Istilah ‘bediding’ sendiri berasal dari bahasa Jawa, yakni dari kata ‘bedhidhing’. Mengutip dari Kemendikbud, kata bendiding artinya terasa dingin. Itulah kenapa fenomena suhu udara yang dingin di tengah musim kemarau juga disebut bediding.
Apa Itu Fenomena Bediding?
Mengutip dari BMKG, istilah bediding dalam bahasa Jawa (bedhidhing) untuk menyebut perubahan suhu udara yang mencolok, khususnya yang terjadi di awal musim kemarau. Suhu udara menjadi sangat dingin menjelang malam hingga pagi, sementara di siang hari suhu udara melonjak hingga panas menyengat.
Dalam rilisnya, BMKG menjelaskan bahwa fenomena suhu udara dingin sebetulnya merupakan fenomena alamiah yang umum terjadi di bulan-bulan puncak musim kemarau, yakni di bulan Juli sampai September. Periode ini ditandai pergerakan angin dari arah timur, yang berasal dari Benua Australia (angin monsun Australia).
Penyebab hingga Dampaknya
Menurut penjelasan BMKG, angin monsun Australia yang bertiup menuju wilayah Indonesia melewati perairan Samudera India yang memiliki suhu permukaan laut juga relatif lebih rendah (dingin). Sehingga mengakibatkan suhu udara di beberapa wilayah di Indonesia terutama bagian selatan khatulistiwa juga terasa lebih dingin.
Dampaknya, meskipun sedang dalam periode musim kemarau, namun suhu udara terasa dingin. Hal ini penyebab dari aliran angin monsun Australia yang lebih dominan, yang mana memengaruhi penurunan suhu udara, terutama saat menjelang malam hingga pagi hari.
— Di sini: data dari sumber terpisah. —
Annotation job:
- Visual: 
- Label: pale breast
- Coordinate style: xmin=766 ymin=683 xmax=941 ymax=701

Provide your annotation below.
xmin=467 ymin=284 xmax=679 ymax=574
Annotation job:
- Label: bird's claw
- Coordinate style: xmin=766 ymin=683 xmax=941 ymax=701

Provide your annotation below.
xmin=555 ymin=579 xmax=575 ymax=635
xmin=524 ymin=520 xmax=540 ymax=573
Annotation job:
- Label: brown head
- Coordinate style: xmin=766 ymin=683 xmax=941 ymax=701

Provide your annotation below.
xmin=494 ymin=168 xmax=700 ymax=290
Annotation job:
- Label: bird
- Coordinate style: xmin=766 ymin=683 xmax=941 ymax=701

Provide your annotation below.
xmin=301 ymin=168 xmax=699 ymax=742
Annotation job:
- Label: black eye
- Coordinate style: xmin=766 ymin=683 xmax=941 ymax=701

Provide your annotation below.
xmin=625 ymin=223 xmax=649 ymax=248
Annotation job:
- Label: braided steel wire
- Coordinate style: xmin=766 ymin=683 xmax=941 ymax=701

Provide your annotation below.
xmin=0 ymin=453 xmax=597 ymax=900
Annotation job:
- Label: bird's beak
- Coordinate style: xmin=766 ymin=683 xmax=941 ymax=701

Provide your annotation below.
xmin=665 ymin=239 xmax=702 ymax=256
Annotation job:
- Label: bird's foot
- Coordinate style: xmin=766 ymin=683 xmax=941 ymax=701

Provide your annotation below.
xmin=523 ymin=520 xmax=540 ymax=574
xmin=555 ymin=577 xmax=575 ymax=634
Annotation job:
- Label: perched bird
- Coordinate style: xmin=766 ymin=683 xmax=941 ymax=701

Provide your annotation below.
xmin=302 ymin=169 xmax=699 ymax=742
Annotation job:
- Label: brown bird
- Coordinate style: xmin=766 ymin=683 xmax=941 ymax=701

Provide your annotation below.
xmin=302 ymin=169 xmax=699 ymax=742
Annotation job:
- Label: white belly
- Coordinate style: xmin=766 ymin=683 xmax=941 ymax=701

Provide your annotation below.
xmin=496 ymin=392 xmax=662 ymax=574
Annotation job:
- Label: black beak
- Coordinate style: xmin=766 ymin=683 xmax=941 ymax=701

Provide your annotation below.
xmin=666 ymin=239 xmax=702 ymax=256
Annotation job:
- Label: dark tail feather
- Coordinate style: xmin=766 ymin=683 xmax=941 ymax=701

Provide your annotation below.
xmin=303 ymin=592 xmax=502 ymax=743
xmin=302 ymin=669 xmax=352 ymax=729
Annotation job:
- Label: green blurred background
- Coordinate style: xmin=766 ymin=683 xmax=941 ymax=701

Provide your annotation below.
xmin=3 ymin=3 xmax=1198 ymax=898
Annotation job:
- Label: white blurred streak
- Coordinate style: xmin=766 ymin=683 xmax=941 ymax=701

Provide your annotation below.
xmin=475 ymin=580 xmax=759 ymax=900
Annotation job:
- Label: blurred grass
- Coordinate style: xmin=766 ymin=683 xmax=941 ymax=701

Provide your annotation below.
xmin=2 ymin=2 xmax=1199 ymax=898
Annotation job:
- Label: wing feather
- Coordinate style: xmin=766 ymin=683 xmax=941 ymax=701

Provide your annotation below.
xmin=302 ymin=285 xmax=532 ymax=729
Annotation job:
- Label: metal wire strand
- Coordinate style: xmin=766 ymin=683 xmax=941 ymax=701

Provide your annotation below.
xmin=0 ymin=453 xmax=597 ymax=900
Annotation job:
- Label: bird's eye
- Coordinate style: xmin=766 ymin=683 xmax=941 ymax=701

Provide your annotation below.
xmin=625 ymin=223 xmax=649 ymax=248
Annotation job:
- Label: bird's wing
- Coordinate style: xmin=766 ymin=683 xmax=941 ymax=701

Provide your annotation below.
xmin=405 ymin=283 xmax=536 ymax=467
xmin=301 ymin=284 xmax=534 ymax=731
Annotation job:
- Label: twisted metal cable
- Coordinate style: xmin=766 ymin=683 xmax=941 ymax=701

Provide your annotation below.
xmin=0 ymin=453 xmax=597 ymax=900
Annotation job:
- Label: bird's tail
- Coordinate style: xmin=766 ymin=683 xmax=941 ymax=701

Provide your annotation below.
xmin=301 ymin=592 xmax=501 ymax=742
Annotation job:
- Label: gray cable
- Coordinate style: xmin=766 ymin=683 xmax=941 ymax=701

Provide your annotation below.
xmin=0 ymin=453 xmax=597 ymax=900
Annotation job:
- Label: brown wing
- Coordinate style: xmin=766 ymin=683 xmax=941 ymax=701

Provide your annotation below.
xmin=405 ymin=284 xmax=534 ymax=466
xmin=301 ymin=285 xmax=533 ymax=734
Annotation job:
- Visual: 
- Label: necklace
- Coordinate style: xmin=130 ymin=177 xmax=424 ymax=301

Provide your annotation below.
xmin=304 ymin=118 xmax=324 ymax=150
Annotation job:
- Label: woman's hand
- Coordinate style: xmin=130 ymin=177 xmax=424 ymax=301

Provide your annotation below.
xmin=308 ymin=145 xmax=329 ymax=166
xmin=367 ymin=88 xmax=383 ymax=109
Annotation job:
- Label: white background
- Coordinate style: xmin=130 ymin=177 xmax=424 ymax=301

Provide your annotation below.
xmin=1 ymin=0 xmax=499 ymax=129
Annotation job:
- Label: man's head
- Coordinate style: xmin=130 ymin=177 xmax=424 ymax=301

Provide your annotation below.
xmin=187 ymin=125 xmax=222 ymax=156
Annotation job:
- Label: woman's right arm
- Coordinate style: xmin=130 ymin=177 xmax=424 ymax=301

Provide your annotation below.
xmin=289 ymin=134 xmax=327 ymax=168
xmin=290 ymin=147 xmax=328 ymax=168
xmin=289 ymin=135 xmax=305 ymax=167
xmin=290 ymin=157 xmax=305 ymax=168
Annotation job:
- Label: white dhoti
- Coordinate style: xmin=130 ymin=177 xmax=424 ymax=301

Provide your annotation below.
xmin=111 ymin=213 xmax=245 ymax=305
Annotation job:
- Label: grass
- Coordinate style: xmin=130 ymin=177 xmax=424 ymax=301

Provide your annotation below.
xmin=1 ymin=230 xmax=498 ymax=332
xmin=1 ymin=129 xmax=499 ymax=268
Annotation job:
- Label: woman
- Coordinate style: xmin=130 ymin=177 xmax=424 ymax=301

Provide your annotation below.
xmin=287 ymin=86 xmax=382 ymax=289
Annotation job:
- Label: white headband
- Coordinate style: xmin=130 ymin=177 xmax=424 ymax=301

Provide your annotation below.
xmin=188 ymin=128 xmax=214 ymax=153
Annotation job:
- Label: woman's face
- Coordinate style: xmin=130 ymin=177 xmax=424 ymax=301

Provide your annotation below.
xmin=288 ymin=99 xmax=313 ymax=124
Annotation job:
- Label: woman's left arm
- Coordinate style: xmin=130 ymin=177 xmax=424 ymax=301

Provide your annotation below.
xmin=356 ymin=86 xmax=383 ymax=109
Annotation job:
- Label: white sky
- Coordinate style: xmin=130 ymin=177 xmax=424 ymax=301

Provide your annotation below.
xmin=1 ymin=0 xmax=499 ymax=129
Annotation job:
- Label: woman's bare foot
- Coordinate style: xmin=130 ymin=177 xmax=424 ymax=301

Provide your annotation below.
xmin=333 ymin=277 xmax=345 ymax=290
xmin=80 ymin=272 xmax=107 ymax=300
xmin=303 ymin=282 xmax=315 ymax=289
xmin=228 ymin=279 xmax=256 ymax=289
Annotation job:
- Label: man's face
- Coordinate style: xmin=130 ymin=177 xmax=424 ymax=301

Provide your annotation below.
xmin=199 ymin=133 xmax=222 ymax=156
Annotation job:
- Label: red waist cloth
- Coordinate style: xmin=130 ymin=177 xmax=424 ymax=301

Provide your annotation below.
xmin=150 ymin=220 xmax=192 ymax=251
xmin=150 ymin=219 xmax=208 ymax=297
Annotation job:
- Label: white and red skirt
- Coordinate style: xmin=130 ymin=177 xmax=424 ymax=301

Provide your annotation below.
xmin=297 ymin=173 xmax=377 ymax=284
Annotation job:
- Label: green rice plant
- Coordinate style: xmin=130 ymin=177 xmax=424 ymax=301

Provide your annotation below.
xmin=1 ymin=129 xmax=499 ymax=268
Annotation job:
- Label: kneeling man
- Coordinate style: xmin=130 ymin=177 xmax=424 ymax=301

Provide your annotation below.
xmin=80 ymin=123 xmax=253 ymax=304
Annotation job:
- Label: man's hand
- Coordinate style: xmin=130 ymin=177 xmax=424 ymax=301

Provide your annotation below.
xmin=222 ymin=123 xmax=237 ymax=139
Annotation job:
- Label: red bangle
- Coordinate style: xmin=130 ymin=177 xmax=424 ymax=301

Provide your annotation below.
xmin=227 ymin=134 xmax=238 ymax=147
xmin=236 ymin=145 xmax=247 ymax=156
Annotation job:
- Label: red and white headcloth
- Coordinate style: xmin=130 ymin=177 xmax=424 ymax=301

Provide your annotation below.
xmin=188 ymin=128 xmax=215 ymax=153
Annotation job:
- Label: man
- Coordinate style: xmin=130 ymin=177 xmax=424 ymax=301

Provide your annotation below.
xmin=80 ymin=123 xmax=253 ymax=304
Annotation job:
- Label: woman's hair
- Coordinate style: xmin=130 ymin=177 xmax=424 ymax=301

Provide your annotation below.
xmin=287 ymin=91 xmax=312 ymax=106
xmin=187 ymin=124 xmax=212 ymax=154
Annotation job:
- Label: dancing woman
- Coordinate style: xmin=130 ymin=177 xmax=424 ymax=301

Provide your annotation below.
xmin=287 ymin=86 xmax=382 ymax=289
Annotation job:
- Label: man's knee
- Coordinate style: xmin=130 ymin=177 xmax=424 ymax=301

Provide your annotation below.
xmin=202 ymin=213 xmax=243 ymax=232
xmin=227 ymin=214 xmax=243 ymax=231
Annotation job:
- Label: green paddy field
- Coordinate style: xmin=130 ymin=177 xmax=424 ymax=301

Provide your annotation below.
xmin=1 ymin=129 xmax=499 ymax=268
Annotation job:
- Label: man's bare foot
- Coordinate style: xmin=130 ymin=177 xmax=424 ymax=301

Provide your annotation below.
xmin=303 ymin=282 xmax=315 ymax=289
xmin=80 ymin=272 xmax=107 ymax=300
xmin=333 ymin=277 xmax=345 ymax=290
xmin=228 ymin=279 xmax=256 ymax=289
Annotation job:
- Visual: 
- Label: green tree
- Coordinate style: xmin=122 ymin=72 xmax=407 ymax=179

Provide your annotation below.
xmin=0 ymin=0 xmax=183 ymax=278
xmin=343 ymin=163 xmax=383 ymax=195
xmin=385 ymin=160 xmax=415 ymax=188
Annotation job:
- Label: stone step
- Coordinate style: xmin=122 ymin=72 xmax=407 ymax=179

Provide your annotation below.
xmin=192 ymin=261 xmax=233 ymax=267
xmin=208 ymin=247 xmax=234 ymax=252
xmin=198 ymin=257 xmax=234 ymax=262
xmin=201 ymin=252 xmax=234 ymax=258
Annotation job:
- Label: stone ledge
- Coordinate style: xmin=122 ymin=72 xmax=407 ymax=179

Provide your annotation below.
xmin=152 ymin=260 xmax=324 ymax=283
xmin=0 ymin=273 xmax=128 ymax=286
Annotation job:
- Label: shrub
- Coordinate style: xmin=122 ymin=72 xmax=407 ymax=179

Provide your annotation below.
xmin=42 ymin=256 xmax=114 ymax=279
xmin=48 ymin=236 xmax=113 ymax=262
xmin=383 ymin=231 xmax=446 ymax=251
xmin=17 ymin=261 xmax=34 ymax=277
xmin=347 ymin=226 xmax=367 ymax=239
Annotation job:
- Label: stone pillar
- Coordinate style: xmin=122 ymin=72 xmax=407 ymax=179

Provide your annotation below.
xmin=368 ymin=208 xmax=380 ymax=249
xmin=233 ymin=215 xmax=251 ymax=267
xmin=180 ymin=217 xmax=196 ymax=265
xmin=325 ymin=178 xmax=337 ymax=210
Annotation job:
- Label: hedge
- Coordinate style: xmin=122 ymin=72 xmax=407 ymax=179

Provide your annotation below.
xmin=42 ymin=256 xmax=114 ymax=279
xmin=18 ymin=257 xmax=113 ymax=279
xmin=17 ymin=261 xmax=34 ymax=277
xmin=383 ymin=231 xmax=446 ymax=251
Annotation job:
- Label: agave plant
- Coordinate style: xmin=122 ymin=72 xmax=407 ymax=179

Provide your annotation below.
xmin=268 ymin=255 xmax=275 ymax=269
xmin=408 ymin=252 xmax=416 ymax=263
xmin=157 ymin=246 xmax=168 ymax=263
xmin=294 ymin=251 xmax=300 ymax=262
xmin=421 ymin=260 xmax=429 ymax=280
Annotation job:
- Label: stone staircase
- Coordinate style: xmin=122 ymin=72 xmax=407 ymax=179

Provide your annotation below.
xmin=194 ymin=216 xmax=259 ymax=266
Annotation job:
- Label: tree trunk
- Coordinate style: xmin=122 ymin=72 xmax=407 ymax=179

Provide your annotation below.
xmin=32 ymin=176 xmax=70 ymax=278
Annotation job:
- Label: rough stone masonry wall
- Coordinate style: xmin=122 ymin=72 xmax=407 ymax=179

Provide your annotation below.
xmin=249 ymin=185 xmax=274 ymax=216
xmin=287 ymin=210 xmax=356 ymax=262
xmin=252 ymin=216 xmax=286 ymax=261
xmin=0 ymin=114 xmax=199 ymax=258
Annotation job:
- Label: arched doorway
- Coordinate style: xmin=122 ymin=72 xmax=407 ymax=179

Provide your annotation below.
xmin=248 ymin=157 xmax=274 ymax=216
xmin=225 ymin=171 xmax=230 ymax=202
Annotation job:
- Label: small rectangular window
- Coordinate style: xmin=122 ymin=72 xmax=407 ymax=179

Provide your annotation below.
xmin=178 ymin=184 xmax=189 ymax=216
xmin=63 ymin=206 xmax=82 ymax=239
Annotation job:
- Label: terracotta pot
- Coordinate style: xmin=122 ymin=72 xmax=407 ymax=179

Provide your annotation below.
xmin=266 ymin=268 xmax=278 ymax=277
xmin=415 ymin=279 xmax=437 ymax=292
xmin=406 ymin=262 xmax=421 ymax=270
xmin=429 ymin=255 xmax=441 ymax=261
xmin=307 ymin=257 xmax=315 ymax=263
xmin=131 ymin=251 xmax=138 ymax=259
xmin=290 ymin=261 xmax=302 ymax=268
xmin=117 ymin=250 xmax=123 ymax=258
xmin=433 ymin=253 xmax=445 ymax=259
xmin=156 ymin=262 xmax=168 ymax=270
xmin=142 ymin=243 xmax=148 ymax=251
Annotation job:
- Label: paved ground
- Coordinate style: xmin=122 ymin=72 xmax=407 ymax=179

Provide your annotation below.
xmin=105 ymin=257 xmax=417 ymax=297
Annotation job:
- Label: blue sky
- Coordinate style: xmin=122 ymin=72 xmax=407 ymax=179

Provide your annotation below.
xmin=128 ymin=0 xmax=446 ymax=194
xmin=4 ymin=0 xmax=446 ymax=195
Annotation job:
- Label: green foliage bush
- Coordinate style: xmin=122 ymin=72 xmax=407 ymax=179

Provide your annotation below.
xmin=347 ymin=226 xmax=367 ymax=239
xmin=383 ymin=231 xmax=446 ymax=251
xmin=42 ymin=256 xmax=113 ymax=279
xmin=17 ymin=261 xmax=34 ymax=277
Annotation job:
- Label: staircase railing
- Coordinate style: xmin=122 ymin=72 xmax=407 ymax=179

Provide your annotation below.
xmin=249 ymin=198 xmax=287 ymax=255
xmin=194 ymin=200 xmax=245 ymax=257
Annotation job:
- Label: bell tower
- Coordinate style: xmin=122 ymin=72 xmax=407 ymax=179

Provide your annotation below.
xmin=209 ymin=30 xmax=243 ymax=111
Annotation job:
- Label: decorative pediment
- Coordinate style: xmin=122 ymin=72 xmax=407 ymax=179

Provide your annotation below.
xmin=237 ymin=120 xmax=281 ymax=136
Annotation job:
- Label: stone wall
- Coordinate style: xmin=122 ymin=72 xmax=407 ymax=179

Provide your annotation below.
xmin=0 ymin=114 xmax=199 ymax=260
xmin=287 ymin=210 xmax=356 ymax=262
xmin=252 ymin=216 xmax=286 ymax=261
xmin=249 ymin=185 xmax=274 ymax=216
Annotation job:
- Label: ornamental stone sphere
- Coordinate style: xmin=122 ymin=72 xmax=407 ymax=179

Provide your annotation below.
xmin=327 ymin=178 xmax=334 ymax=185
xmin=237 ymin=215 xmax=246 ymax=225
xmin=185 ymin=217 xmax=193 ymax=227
Di pagi hari cenderung lebih dingin namun pada siang hari udara akan terasa lebih panas. Hal ini karena ketiadaan awan dan juga kurangnya uap air saat musim kemarau yang menyebabkan radiasi langsung matahari akan lebih banyak pula yang mencapai permukaan bumi.
Fenomena ini umumnya terjadi di wilayah Indonesia dekat khatulistiwa hingga bagian utara. Wilayah yang berpotensi atau biasanya terdampak yaitu Pulau Jawa, Bali hingga Nusa Tenggara. Dan berlangsung saat menuju puncak musim kemarau, seperti di bulan Juli, Agustus, hingga September.